“A África está a distanciar-se do Ocidente por causa de Gaza e por muitas outras razões, incluindo a escravatura, a ocupação, o colonialismo, a imigração. Mas as pessoas estão a olhar para o que está a acontecer em Gaza e isso mina a confiança das pessoas neste sistema internacional baseado em regras”, afirmou, em declarações à agência Lusa durante uma visita a Londres.
Hafed Al-Ghwell é atualmente diretor executivo da Iniciativa Norte de África no Instituto de Política Externa da Escola Paul H. Nitze de Estudos Internacionais Avançados (SAIS) da Universidade Johns Hopkins, nos Estados Unidos.
Antes desta posição, foi consultor especializado em acompanhar a economia e política de países do Médio Oriente e do Norte de África.
Segundo Al-Ghwell, o conflito em Gaza “expõe a mentira” e leva muitas pessoas, incluindo africanos, a questionar a ordem internacional baseada em regras que defende os direitos humanos, direitos civis, direitos dos refugiados e leis humanitárias.

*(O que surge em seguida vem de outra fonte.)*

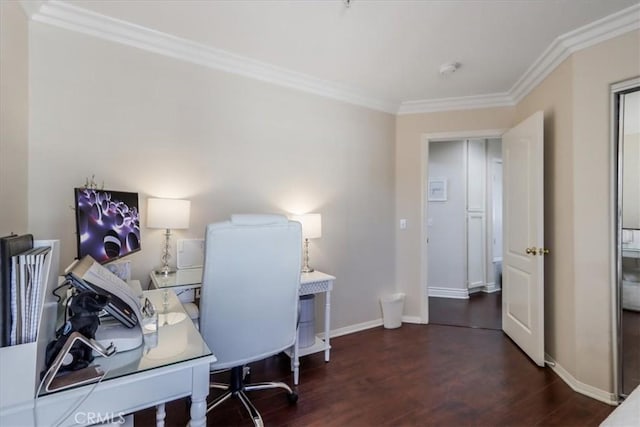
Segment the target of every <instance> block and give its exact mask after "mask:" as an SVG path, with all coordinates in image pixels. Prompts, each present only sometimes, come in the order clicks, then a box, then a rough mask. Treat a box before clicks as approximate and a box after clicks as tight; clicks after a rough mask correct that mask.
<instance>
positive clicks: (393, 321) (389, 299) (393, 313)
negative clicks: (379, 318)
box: [380, 293, 404, 329]
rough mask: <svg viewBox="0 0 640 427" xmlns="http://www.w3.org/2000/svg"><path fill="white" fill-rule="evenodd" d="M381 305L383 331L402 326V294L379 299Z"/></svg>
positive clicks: (384, 297) (403, 295)
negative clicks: (381, 309)
mask: <svg viewBox="0 0 640 427" xmlns="http://www.w3.org/2000/svg"><path fill="white" fill-rule="evenodd" d="M380 304H381V305H382V320H383V324H384V327H385V329H395V328H399V327H400V326H402V311H403V309H404V294H403V293H396V294H392V295H388V296H384V297H382V298H380Z"/></svg>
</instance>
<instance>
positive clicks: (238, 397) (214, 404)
mask: <svg viewBox="0 0 640 427" xmlns="http://www.w3.org/2000/svg"><path fill="white" fill-rule="evenodd" d="M247 374H248V369H245V367H243V366H236V367H234V368H231V378H230V379H229V384H222V383H216V382H211V383H210V384H209V387H210V388H217V389H221V390H226V392H225V393H223V394H222V395H220V396H218V397H216V398H215V399H214V400H213V401H212V402H211V403H210V404H209V405H208V406H207V413H209V411H211V410H212V409H214V408H216V407H217V406H219V405H220V404H221V403H222V402H224V401H225V400H227V399H228V398H230V397H232V396H233V397H236V398H237V399H239V400H240V402H242V405H243V406H244V407H245V409H246V410H247V412H248V413H249V415H250V416H251V420H252V421H253V424H254V425H255V426H256V427H263V426H264V423H263V422H262V417H261V416H260V413H259V412H258V410H257V409H256V407H255V406H253V403H251V400H249V398H248V397H247V395H246V394H245V392H248V391H255V390H266V389H271V388H282V389H284V390H286V391H287V398H288V399H289V402H290V403H296V402H297V401H298V394H297V393H296V392H295V391H293V390H292V389H291V387H289V386H288V385H287V384H285V383H283V382H263V383H254V384H245V382H244V379H245V375H247Z"/></svg>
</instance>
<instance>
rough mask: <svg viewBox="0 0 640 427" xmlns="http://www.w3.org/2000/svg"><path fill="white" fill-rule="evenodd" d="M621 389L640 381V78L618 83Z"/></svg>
mask: <svg viewBox="0 0 640 427" xmlns="http://www.w3.org/2000/svg"><path fill="white" fill-rule="evenodd" d="M612 94H613V103H612V105H613V106H614V120H613V123H614V146H615V147H616V148H615V150H616V154H617V156H616V157H617V162H616V168H615V169H614V170H616V171H617V173H616V187H617V192H616V194H617V199H618V200H617V203H616V210H617V215H616V216H615V217H616V234H615V235H616V236H617V239H616V248H615V253H616V265H617V268H616V280H615V293H614V295H617V301H616V303H615V310H614V312H615V313H616V324H617V334H616V336H617V337H618V347H617V351H618V382H619V384H618V393H619V395H620V396H621V397H626V396H628V395H629V394H630V393H631V391H632V390H633V389H634V388H636V387H637V386H638V385H640V79H634V80H632V81H629V82H624V83H621V84H620V85H615V86H614V87H613V90H612Z"/></svg>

“As pessoas estão agora a perguntar: o que aconteceu a tudo isso contra alguém como [o primeiro-ministro israelita Benjamin] Netanyahu e o seu Governo? Porque é que os Estados Unidos e a Europa impuseram sanções à Rússia e não fizeram o mesmo com Netanyahu? As pessoas não são estúpidas”, avisou.
Este analista considera que “o ponto de viragem já foi ultrapassado: os Estados Unidos e o Ocidente em geral perderam África” para a Rússia e a China, que “são mais eficientes devido à sua política transacional”.
“Eles não nos fazem discursos sobre direitos humanos e democracia. Basicamente, dizem: eu faço isto por ti e tu fazes isto por mim, mas não me interessa o resto. A Rússia não tem dinheiro para influenciar financeiramente África, por isso está a usar o poder militar. A maioria dos países africanos está em dívida com a China porque mais ninguém lhes quer dar um bom financiamento”, explicou.
Al-Ghwell refere que a Rússia estabeleceu recentemente uma base naval na Líbia, o que representa uma ameaça devido a proximidade à Europa, e continua a expandir-se “em partes do mundo que eram tradicionalmente espaço europeu e americano, como o Norte de África e a África Subsariana”.
Em abril, os governos de São Tomé e Príncipe e da Rússia assinaram acordos de cooperação técnico-militar que preveem, entre outros aspetos, a deslocação de navios e aviões de guerra ao arquipélago.
Recentemente, o Presidente angolano, João Lourenço, manifestou o desejo de “estreitar” as relações históricas de amizade com a Rússia, país que pretende visitar em 2025.
“A Rússia precisa de todos os amigos que puder ter porque está sob sanções muito severas e está a tentar contorná-las de todas as formas possíveis. Quanto mais aliados tiver, melhor será a sua situação”, salientou o analista líbio.
Hafed Al-Ghwell avisou para o risco de o resultado das eleições para o Parlamento Europeu, que elegeram uma maioria de deputados de direita, distancie ainda mais os dois continentes por causa da questão da migração.
“Os políticos europeus estão a usar isto como uma questão de imagem. Estão a brincar com a ideia de que quanto mais duros forem, melhor”, lamentou.
Porém, o analista urge os países europeus a não abordarem o problema apenas do ponto de vista da segurança, mas a fazê-lo “de uma forma racional”.
“O mundo precisa de lidar com o problema, quer queira quer não, porque ele vai aumentar. As alterações climáticas, a instabilidade, a procura de oportunidades económicas a deslocarem-se”, vincou.